Whenever a new data node is added to the existing HDFS cluster or a data node is removed from the cluster then some of the data nodes in the cluster will have more/less blocks compared to other data nodes.
In this unbalanced cluster, data read/write requests become very busy on some data nodes and some data nodes are under utilized.
In such cases, to make all the data nodes space is uniformly utilized for blocks distribution, HDFS rebalance will be triggered by Hadoop Administrator.
A cluster is in a balanced status when, % of space used in each data node is within limits of Average % of space used on data nodes +/- Threshold size .
Percentage space used on a data node should not be less than Average % of space used on data nodes – Threshold size.
Percentage space used on a data node should not be greater than Average % of space used on data nodes + Threshold size.

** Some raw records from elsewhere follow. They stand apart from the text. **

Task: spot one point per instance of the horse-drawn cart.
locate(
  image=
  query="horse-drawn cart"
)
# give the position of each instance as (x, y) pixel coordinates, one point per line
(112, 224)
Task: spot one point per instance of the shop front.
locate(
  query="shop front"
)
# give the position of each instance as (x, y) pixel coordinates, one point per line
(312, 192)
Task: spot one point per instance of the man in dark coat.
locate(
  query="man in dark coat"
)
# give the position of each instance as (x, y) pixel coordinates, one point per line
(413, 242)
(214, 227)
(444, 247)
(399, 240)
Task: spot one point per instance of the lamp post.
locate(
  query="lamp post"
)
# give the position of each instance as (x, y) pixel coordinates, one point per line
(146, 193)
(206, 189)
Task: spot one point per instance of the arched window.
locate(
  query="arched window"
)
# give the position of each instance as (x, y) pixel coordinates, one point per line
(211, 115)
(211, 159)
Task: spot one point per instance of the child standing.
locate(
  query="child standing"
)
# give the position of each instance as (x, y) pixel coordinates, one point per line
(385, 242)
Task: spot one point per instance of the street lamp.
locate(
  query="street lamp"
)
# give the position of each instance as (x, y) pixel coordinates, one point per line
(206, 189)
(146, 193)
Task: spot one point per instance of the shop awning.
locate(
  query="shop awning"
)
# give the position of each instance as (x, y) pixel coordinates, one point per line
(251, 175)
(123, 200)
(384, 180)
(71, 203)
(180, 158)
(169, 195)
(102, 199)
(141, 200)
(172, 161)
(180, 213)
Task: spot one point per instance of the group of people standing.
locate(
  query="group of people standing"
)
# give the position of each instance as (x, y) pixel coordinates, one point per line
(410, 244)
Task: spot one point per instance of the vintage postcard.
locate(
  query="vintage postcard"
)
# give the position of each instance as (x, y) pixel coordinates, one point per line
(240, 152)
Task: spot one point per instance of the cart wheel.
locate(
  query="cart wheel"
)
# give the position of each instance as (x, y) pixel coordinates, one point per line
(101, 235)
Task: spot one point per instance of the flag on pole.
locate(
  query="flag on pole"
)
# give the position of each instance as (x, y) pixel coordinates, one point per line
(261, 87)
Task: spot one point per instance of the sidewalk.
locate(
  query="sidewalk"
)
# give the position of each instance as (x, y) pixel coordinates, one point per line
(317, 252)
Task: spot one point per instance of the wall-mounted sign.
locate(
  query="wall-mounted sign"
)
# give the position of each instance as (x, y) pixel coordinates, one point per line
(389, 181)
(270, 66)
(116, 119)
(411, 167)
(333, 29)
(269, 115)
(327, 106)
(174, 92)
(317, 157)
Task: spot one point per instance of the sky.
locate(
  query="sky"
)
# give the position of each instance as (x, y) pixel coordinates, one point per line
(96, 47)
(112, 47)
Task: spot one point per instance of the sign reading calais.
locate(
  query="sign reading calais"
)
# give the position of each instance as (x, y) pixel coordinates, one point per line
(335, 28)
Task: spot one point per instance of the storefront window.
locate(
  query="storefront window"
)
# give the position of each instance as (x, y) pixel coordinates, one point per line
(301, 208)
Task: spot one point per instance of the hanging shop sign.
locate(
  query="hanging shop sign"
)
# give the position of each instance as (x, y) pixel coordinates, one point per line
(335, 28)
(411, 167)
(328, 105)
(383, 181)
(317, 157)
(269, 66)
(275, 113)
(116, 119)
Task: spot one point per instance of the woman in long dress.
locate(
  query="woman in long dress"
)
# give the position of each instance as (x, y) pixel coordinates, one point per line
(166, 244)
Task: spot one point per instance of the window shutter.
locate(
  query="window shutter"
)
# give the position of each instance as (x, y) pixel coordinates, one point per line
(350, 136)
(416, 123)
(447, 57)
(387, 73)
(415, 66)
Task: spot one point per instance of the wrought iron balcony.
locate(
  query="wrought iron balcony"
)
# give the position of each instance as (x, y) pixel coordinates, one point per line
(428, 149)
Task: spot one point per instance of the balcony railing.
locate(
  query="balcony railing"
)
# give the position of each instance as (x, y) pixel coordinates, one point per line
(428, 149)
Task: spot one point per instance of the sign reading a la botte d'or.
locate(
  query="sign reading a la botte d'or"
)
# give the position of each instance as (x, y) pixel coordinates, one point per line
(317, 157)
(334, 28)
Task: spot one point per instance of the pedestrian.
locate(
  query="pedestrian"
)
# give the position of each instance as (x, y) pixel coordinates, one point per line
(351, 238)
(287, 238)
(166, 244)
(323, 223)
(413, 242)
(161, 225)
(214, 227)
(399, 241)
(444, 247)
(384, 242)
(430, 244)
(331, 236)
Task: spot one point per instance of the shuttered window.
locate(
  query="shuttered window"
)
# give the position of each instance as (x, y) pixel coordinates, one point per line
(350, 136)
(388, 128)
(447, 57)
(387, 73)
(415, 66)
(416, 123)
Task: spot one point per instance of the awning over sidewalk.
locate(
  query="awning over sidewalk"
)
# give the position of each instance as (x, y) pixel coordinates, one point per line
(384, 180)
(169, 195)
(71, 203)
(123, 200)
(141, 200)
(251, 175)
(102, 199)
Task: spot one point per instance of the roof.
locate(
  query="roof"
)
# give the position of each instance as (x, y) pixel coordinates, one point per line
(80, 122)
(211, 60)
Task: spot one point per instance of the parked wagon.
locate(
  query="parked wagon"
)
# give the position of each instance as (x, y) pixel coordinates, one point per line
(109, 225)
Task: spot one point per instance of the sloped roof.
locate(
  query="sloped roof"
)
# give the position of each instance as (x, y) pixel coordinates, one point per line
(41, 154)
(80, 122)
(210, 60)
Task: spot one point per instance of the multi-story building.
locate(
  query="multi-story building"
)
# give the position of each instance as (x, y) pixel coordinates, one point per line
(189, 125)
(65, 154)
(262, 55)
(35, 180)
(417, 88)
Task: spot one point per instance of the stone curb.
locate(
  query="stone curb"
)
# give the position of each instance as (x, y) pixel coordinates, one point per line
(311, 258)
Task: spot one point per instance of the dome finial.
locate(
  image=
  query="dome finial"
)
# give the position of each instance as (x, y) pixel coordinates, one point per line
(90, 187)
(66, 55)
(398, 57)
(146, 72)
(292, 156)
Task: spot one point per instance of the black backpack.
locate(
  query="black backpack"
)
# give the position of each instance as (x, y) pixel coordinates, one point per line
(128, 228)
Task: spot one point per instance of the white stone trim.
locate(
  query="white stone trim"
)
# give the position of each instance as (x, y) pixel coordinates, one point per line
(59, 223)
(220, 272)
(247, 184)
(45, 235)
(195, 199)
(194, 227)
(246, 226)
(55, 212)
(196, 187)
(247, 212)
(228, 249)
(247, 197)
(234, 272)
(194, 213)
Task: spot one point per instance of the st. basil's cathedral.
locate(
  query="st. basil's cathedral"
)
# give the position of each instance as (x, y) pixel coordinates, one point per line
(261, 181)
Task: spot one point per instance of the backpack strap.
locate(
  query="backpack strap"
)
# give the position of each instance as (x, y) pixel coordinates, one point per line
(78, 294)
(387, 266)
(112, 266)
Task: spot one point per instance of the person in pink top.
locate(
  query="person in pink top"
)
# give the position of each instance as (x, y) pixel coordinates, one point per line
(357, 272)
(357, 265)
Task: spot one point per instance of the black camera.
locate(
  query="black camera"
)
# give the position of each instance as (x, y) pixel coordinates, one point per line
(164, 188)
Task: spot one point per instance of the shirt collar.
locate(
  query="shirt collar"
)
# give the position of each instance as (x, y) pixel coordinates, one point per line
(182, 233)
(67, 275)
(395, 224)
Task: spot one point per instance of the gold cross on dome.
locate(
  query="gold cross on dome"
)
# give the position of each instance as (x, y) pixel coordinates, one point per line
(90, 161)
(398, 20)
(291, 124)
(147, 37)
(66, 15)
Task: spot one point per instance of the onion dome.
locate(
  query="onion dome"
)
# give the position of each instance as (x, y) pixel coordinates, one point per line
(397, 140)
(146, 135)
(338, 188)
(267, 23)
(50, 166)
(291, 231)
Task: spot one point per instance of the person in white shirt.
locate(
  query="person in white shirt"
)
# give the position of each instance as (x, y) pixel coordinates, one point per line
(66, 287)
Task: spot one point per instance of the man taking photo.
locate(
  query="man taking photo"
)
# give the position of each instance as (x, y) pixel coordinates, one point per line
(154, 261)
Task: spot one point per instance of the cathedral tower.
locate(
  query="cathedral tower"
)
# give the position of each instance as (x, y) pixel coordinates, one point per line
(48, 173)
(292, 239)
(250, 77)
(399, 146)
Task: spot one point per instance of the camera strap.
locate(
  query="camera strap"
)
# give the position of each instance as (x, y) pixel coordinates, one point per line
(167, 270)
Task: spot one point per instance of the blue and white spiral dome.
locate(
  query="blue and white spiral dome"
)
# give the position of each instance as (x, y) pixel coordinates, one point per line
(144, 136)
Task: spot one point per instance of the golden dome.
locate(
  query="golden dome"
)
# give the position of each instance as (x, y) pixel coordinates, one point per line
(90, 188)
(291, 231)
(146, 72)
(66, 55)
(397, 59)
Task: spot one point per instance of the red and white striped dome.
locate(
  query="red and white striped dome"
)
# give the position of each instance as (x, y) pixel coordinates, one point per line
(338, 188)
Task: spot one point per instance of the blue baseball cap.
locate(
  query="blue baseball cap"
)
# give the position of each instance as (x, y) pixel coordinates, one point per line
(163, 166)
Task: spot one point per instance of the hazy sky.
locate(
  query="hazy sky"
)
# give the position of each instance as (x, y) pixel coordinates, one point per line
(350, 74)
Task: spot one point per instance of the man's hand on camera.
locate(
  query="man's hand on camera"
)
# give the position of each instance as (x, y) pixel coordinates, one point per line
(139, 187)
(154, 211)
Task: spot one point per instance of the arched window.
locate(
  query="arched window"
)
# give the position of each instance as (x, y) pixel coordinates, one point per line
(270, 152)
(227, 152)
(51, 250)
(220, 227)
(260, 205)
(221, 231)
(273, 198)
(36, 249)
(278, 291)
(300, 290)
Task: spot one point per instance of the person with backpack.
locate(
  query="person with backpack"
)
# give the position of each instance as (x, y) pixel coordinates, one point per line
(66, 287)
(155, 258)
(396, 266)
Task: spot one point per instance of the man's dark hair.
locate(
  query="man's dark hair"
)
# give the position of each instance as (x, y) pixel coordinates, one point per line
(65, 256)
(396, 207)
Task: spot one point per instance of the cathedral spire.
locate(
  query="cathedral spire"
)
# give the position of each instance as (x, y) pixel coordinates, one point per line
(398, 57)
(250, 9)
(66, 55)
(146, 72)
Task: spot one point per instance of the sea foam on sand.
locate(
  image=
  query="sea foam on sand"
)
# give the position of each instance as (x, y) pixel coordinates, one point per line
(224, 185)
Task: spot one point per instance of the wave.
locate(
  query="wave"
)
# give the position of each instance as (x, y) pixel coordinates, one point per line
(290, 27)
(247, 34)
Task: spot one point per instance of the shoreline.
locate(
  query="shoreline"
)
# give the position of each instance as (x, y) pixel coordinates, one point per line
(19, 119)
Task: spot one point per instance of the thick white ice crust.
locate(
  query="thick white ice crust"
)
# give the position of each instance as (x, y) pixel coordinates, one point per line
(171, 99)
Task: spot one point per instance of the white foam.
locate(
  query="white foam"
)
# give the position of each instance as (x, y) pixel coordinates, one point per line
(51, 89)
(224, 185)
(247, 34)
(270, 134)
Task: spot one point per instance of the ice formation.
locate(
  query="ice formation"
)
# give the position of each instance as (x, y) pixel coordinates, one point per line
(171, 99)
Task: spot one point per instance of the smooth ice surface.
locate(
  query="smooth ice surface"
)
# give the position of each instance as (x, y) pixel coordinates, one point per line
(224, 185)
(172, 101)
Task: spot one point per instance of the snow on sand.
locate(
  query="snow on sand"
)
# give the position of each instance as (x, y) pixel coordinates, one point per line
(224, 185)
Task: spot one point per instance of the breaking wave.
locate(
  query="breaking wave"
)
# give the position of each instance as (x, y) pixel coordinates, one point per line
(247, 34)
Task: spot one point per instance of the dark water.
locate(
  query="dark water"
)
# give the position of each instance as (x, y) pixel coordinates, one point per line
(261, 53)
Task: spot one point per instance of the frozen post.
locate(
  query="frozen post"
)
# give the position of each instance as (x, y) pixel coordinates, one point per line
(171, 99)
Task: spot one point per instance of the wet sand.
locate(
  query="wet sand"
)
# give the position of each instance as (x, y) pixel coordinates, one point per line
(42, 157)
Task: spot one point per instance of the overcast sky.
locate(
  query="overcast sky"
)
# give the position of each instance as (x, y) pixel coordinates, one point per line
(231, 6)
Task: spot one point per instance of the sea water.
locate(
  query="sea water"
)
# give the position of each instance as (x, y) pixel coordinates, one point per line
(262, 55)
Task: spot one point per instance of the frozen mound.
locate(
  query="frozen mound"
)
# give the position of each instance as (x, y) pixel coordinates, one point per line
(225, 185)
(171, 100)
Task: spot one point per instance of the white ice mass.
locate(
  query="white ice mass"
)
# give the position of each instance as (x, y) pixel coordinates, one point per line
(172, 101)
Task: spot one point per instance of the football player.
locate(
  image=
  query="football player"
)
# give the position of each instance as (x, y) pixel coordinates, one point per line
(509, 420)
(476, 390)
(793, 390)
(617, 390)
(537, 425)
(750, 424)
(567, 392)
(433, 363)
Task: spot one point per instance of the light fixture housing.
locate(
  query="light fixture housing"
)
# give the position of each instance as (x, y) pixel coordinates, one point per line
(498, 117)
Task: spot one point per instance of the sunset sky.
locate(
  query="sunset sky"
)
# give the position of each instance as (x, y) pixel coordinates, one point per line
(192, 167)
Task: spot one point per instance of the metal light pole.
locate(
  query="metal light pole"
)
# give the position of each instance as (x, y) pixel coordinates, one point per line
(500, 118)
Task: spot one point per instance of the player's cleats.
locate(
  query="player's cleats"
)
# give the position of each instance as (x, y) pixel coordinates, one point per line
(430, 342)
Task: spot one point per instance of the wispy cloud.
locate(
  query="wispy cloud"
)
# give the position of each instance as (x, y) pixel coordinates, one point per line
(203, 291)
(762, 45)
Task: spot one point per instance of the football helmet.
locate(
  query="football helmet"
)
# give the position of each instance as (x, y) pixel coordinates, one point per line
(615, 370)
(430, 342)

Here Threshold size is configurable value which is 20 % of used spaced by default.
Rebalancer is a administration tool in HDFS, to balance the distribution of blocks uniformly across all the data nodes in the cluster.
Rebalancing will be done on demand only. It will not get triggered automatically.
HDFS administrator issues this command on request to balance the cluster.
$ hdfs balancer
If a Rebalancer is triggered, NameNode will scan entire data node list and when
- Under-utilized data node is found, it moves blocks from over-utilized data nodes or not-under-utilized data nodes to this current data node
- If Over-utilized data node is found, it moves blocks from this data node to other under-utilized or not-over-utilized data nodes.
- Spreads different replicas of a block across the racks so that cluster can survive loss of an entire rack.
- One of the replicas is placed on the same rack as the node writing to the file so that cross-rack network I/O is reduced.
- Spread HDFS data uniformly across the DataNodes in the cluster.